К.С.: В чем Шипов видит преимущество английского образца — в том, что есть некая конвенция — негласная, неявная, но, тем не менее, пронизывающая нравственные устои общества, которая обеспечивает функционирование некого порядка.

А.Т.: Дело в том, что он здесь отсылает к какому-то традиционному английскому исходу, о чем лучше всего говорит Константин Сергеевич Аксаков, когда он рассуждает о различии внешней правды и правды внутренней. Правда внешняя — это формальность, законность и т.д., а правда внутренняя — это как раз та самая негласная конвенция, где мы осознаем, что мы должны так поступить, хотя никакой закон нас вроде бы к этому не принуждает.
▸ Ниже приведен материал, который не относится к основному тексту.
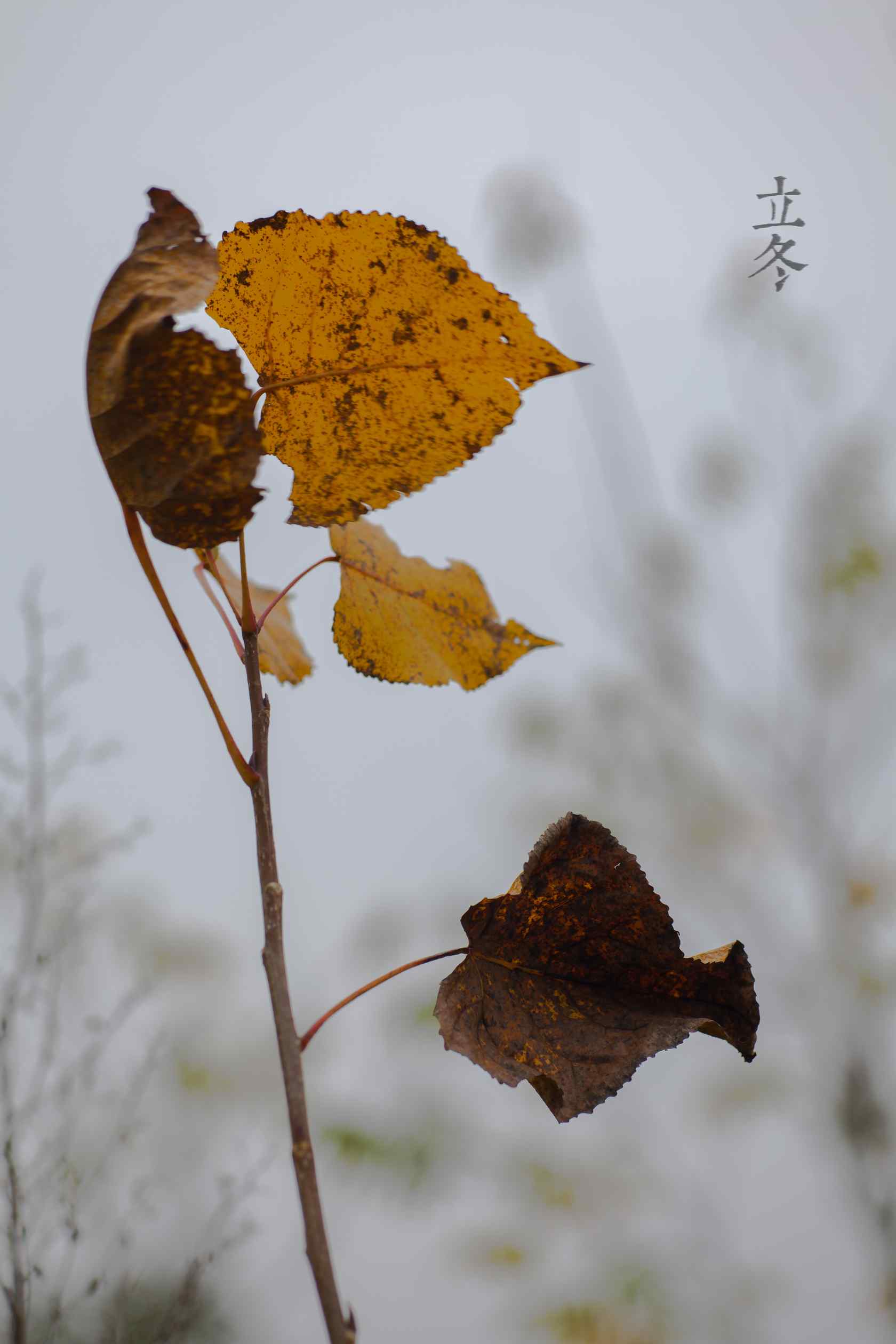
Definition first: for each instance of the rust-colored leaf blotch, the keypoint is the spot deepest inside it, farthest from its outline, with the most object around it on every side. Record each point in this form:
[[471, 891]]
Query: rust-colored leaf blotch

И в этом смысле у Алексея Степановича Хомякова Англия и будет воплощением такого порядка.

К.С.: Если мы с вами сейчас еще при этом приведем тот ход юридической мысли, который был характерен для конституционалистов начала ХХ века, то убедимся в том, что они настаивали на том, что правда внутренняя куда важнее правды внешней. Это школа возрождения естественного права, согласно учению которой формальное право может быть нелегитимным, потому что оно не соответствует глубинным нормам правосознания общества. Поэтому главная задача (в том числе, и оппозиции) — добиться соответствия норм права и основ правосознания. Об этом говорили и Е.Н. Трубецкой, и П.И. Новгородцев. Так что в данном случае расхождения между конституционными терминами и славянофильскими — это расхождения на уровне, прежде всего, внешнего оформления.

А.Т.: Только внешнего?

К.С.: Они даже многое видели одинаково.

А.Т.: Хорошо. Если это разница внешнего оформления, то, собственно, что препятствует, во-первых, такой переводимости языка? И почему, во-вторых, каждый находится в рамках «своего» языка?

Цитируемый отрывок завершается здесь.